Lauren Brown
I am originally from the small town of High Falls, New York and chose to move to Ireland in the pursuit of my passion for archaeology and ancient technology. I earned a BS in Archaeology at Binghamton University in New York state in 2016, a MLitt in Celtic and Viking Age Archaeology at the University of Glasgow in 2018, and an MSc in Experimental Archaeology and Material Culture at University College Dublin (UCD) in 2020.
During my degree at UCD, I became involved with ERC funded The Fall of 1200BC under my MSc and now PhD supervisor, Associate Professor Barry Molloy, in which I contributed to the experimental recreation of Late Bronze Age bronze production at the Carpathian Basin site of Şagu. This experiment was part of the 2022 publication ‘Forging a New World Order? Interdisciplinary Perspectives on the Management of Metalworking and Ideological Change in the Late Bronze Age Carpathian Basin’ in the Journal of Archaeological Method and Theory. This research directly led to my PhD proposal, as I became intrigued by the Middle Bronze Age to Late Bronze Age transition in the Carpathian Basin and the influence on technology and by technology, specifically metal technologies, on the shape and development of societies.
My research will investigate the resilience of knowledge through a horizon of exceptional social change. This will be done though the exploration of identity through physical practices that are evidenced through material culture at metal production settlements in the Middle and Late Bronze Ages in the Carpathian Basin. This transition was chosen because of total shift in settlement organization exhibited between these periods, the availability of materials, and lack of significant study of the suggested differences in material culture pre- and post- transition.

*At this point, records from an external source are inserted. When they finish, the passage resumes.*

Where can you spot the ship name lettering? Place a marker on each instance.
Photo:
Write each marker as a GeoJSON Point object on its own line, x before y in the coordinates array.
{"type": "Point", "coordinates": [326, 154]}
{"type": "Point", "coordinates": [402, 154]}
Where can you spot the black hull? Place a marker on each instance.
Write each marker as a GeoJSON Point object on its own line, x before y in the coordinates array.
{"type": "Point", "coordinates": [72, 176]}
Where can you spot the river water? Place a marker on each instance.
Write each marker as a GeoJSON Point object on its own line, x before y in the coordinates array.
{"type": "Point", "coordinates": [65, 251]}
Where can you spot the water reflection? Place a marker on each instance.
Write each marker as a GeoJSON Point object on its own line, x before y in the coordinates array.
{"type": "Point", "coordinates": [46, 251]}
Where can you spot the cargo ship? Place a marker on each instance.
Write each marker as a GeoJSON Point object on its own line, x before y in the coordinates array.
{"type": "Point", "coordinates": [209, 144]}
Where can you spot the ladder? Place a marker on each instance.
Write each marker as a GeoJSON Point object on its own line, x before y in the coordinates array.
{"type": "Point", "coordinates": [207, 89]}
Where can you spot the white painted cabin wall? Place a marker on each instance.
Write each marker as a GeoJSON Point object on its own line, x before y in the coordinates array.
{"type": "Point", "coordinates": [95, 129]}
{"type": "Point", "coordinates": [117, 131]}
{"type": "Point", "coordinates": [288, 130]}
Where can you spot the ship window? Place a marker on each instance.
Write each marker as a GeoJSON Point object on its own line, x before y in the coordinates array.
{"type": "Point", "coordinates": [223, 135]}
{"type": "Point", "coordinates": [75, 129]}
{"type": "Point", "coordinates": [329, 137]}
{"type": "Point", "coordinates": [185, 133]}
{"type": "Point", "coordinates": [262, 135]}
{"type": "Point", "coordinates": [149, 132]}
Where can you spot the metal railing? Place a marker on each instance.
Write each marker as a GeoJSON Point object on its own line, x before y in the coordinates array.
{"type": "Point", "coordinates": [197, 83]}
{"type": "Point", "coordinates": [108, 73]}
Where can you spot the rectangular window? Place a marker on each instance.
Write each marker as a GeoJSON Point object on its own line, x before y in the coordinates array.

With the support of the NUI Travelling Doctoral Studentship, I will be able to visit necessary archaeological assemblages, and archives at the Contextul Museum Arad in Romania, the Museum of Vojvodina ant the University of Belgrade in Serbia, and at the Institute of Hellenic Studies at Athens in Greece. I also plan to travel to access advanced training in archaeometric methods and ceramic petrography. I am trilled to be able to carry out this research and be apart of the vibrant, international archaeology community.